The above challenge turned out to be one of them. RDS supports seamless read-replicas on a lot of other types of databases , however MSSQL is not one of them. The recommended approach for creating read-replicas for MSSQL is to enable CDC and do so using DMS (Database Migration Service). This is similar to what the RDS does internally for multi-AZ redundancy. We hit another edge-case here, DMS replication support with CDC does not extend to the 2017 version.

We did manage to run DMS successfully from MSSQL 2017 to S3 as sort of a disaster recovery measure. Then I was stuck with the conundrum of what to do with the CSV table dumps this got me, at the AWS Summit in Cape Town one of the solution specialists introduced me to Athena and the adventure began.

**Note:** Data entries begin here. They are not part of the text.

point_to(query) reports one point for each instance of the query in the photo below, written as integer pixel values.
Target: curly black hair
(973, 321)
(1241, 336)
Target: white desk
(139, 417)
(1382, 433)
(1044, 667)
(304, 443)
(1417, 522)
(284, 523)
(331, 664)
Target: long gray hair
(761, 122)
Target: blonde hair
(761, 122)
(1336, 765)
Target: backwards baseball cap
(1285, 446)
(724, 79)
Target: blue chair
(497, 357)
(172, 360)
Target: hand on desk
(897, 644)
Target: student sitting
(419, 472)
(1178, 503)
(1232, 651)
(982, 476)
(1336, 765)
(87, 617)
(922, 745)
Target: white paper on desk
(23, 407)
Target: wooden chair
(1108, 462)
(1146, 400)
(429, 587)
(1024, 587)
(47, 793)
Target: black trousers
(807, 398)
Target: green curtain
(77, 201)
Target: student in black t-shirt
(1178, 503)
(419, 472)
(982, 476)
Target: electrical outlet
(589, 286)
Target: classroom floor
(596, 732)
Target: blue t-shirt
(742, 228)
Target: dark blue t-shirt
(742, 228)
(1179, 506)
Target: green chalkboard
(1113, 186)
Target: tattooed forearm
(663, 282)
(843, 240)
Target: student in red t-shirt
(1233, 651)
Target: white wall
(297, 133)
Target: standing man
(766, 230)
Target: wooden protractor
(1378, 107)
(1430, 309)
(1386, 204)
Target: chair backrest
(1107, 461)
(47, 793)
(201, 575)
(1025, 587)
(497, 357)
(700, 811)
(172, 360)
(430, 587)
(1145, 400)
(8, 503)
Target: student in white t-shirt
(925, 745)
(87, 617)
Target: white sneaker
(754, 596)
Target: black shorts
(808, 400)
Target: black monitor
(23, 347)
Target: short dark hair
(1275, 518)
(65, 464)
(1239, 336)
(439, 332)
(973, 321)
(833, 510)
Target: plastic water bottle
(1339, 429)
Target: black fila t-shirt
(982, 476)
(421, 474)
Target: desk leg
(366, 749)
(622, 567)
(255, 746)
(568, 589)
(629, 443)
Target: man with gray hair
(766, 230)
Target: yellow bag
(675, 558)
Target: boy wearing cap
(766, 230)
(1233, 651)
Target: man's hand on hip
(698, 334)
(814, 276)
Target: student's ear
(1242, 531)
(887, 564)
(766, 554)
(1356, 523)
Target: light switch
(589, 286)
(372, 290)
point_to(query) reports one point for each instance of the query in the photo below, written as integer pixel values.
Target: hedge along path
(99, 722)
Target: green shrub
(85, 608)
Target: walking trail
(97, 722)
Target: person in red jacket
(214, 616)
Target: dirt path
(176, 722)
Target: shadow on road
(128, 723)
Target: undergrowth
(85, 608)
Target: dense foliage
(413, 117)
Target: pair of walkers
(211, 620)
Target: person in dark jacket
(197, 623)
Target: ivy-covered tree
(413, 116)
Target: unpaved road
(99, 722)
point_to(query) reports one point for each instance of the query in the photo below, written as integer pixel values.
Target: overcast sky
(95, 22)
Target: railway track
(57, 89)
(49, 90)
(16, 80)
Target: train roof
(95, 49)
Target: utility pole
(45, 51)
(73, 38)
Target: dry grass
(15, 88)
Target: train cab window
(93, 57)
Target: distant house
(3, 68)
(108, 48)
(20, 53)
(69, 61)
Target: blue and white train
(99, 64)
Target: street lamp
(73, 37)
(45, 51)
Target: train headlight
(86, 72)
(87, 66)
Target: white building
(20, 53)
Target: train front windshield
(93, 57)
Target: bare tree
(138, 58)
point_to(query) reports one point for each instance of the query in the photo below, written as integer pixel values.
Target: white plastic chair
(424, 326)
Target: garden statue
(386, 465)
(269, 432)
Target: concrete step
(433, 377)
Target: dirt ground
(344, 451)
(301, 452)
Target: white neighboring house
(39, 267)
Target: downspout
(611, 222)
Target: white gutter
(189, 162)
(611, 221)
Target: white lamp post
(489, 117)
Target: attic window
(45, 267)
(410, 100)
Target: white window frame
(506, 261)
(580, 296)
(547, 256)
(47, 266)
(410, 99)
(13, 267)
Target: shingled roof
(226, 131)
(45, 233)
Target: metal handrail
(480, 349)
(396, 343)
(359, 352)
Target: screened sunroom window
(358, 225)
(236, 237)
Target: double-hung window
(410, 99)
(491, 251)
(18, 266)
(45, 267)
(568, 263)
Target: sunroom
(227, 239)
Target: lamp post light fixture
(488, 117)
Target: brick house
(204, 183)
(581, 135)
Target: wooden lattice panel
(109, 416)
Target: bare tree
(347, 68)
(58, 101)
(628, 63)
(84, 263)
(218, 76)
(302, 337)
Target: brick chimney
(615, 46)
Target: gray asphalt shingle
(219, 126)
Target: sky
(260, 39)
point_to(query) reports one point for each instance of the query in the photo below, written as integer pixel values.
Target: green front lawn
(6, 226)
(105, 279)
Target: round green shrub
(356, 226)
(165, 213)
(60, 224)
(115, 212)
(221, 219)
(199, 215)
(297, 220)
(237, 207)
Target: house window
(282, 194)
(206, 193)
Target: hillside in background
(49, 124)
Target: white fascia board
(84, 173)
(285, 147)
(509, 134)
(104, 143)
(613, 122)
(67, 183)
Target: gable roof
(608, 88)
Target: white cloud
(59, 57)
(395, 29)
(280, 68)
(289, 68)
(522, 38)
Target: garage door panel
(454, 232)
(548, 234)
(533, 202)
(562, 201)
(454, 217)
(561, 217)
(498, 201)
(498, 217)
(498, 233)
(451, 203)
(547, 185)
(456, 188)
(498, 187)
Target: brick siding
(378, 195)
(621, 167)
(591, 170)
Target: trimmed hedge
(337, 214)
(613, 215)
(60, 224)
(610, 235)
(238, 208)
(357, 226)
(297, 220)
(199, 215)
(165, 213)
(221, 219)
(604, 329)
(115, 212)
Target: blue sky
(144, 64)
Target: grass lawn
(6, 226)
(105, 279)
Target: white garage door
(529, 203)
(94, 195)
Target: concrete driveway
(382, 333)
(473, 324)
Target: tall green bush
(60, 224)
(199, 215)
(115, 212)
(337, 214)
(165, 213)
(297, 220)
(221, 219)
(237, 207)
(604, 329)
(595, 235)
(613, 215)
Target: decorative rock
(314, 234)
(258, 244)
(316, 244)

Athena is essentially a managed Apache Hive based map-reduce setup which can churn through webserver logs or in this case CSV's to give me back the database I was replicating. The replica is not perfect, it is missing stored procedures and views. These need to be redone in HiveQL.

All tables can be mapped using corresponding schema and DDL to Athena tables, thus replicating fully the database without foreign keys and other niceties. AWS now has cross region S3 replication , this coupled with Athena can give a very Rube-Goldberg cross-region database replication.

Athena is also particularly useful with scrapers where data is being collected from 3rd-party sites and consolidated into S3 tables. It can seamlessly blast through millions of rows of scraped data for goodies in seconds.

This post is a WIP and will be enriched with Athena goodies over time.